Top Abstract Introduction Materials and Methods Results Discussion References

 
Phenotypic analysis of HCV-specific and CMV-specific CD8⁺ T cells

Prior studies of the HCV-specific T cell phenotype have focused on a limited number of surface markers. Therefore, we comprehensively compared HCV-specific responses from HCV-infected individuals with CMV-specific responses from healthy individuals and performed an initial screening procedure to identify important differences. The comparisons are illustrated in Fig. 1. In each case, an example of the staining of tetramer-positive populations is shown, and in the right panel, a comparison between the grouped data for the expression of this marker on HCV-specific T cells in HCV-seropositive patients and CMV-specific T cells in healthy controls is shown.
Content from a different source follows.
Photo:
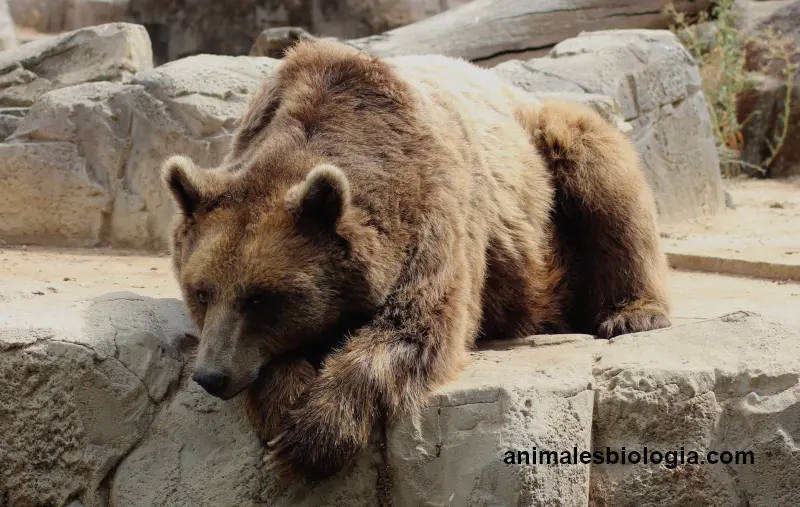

View larger version (31K): [in this window] [in a new window]   FIGURE 1. Comparison of the phenotype of CMV-specific CD8+ T cells in healthy donors with the phenotype of HCV-specific CD8+ cells in HCV+ patients. A, Memory status of CMV-specific CD8+ T cells in healthy controls and HCV-specific CD8+ T cells in HCV-seropositive patients (assessed by the surface expression of CD45RO, CD45RA, CD28, and CD27), identified using tetramers (A2-CMV-pp65 and A2-NS3-1073), is presented. The first two panels depict a multicolor staining on virus-specific cells from a single donor (CMV or HCV, respectively), whereas the scatter plots summarize the phenotype of a panel of patients, comparing the phenotypic markers in CMV- and HCV-specific cells. Plots are gated on the live CD8+tetramer+ cells. HCV+ patients were identified from prior analysis (1 6 ) in whom clear populations were visible. CMV+ individuals were healthy lab volunteers. B, CD95, CD62L, CCR7, and perforin expression are shown in CMV- and HCV-specific cells post primary infection. Numbers represent percentages of specific cells positive for the indicated marker. Scatter plots on the right summarize the phenotype in all individuals studied.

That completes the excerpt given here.